When it comes to the network license for SOLIDWORKS, there are quite a few erroneous ‘facts’ and misguided beliefs floating around. It’s difficult to know which are true and which are false, especially when so many people mistakenly believe these myths to be correct and confirm them to others when asked. Here are five myths you may have heard about SOLIDWORKS‘ network license manager – let’s dispel some of the mystery!
#1 It’s first come, first served…
This is one of the bigger misconceptions. It is entirely possible to control which licences are pulled, although that is dependent upon several things, such as the add-ins that are switched on, the order of the licenses in license manager, and whether or not you have selected an Options File, which is a far more sophisticated form of license.
#2 You’ve received extra licenses by accident (bonus!)
Sorry, no! It is extremely rare for SOLIDWORKS to incorrectly write licensing files, and while it’s not completely impossible, it’s very unlikely to happen. This myth is so pervasive because of the manner in which licenses in the SNL are listed, which can be misleading. Let’s say, for example, that your network license contains one Standard License and one Professional License. Your SNL will list these licenses as one Professional and TWO Standard. At first blush, it would seem you have gained an extra Standard License, but what is actually happening is that the license manager has released two Standard Licenses, and embellished one of these with Professional add-ins.

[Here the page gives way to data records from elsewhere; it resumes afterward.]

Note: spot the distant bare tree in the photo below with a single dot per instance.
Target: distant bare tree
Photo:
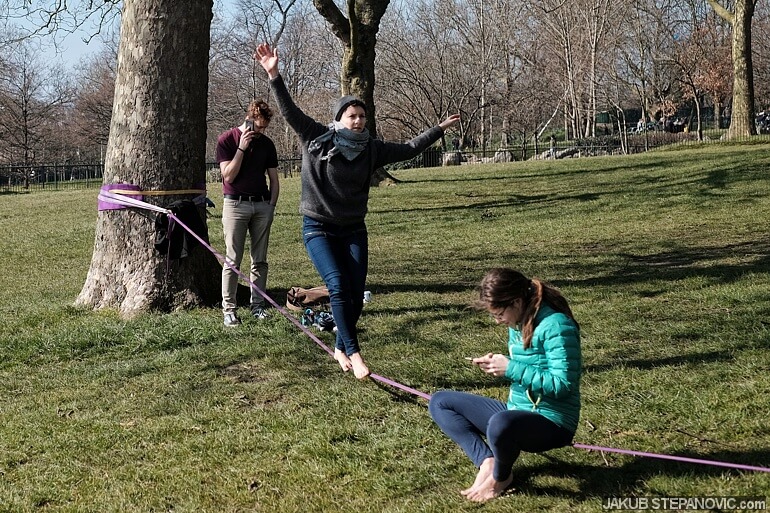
(92, 106)
(32, 95)
(742, 122)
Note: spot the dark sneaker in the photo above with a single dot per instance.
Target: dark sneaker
(259, 313)
(308, 317)
(232, 320)
(325, 321)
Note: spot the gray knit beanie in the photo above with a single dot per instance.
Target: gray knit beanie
(343, 103)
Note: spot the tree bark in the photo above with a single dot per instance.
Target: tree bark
(742, 122)
(157, 141)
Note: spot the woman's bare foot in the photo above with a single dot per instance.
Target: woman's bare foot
(485, 470)
(489, 489)
(342, 359)
(359, 367)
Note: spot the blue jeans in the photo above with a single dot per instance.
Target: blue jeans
(468, 419)
(340, 254)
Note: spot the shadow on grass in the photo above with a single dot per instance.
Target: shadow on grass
(648, 364)
(627, 479)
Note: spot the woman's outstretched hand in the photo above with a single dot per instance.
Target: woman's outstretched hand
(449, 122)
(267, 58)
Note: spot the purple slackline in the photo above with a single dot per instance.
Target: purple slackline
(671, 457)
(423, 395)
(108, 205)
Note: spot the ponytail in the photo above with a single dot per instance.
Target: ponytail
(502, 286)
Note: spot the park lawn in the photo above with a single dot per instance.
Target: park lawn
(665, 258)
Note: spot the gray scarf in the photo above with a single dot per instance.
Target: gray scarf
(347, 142)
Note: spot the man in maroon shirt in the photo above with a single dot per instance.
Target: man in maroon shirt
(248, 160)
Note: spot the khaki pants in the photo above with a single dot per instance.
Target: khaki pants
(239, 217)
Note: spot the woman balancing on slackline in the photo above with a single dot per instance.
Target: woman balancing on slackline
(338, 160)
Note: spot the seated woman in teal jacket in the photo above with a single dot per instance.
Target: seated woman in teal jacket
(543, 365)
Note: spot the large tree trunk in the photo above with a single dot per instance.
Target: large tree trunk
(157, 142)
(358, 35)
(742, 122)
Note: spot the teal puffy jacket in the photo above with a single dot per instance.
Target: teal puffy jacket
(545, 378)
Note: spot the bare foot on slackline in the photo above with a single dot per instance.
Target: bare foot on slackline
(359, 367)
(489, 489)
(485, 470)
(342, 359)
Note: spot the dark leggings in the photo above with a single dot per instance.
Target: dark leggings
(468, 419)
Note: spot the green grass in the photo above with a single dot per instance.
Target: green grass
(665, 258)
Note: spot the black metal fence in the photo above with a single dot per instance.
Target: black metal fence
(19, 178)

While it’s a completely understandable mistake to make, to think you have an extra license, it’s not the case – it would be far simpler if the license manager listed two Standard Licenses, plus one set of Professional add-ins, but it doesn’t. It’s not wired that way. Because of the way the system works, you cannot pull either professional or premium licenses, without first using a standard license.
#3 There’s no way to use SOLIDWORKS at home…
This isn’t true either. It’s becoming increasingly common to work at home, however it will require a little creative licensing and/or a special request. You can borrow a license using any user or client machine for a period of thirty days or less. As long as you are connected to the server when you are in the process of borrowing the license, the system will work fine. You can then disconnect and take the machine home. Just be sure to check with your boss and/or team for a license that isn’t in use, or you could accidentally leave someone without a license.
You can also request a license for Home Use from your reseller. This won’t cost you anything, but you do need to abide by certain rules. The good news is that you’re entitled to as many Home Use Licenses as you have seats in your network, which means everyone can work from home (if they want).
#4 There’s no way to spy on people…
Very true! What you can do, however, is ‘spy’ on machines using the CAD Admin dashboard, which allows you to monitor various things such as who has what version of SOLIDWORKS installed, which machines are crashing, which machines have out-dated graphics cards etc.
#5 It’s not possible to use a Network License to customise installations…
Another misnomer – you can use serial numbers, add-ins, and several other variants to customise a Network License. You can also deploy them in one go, with different settings for different users.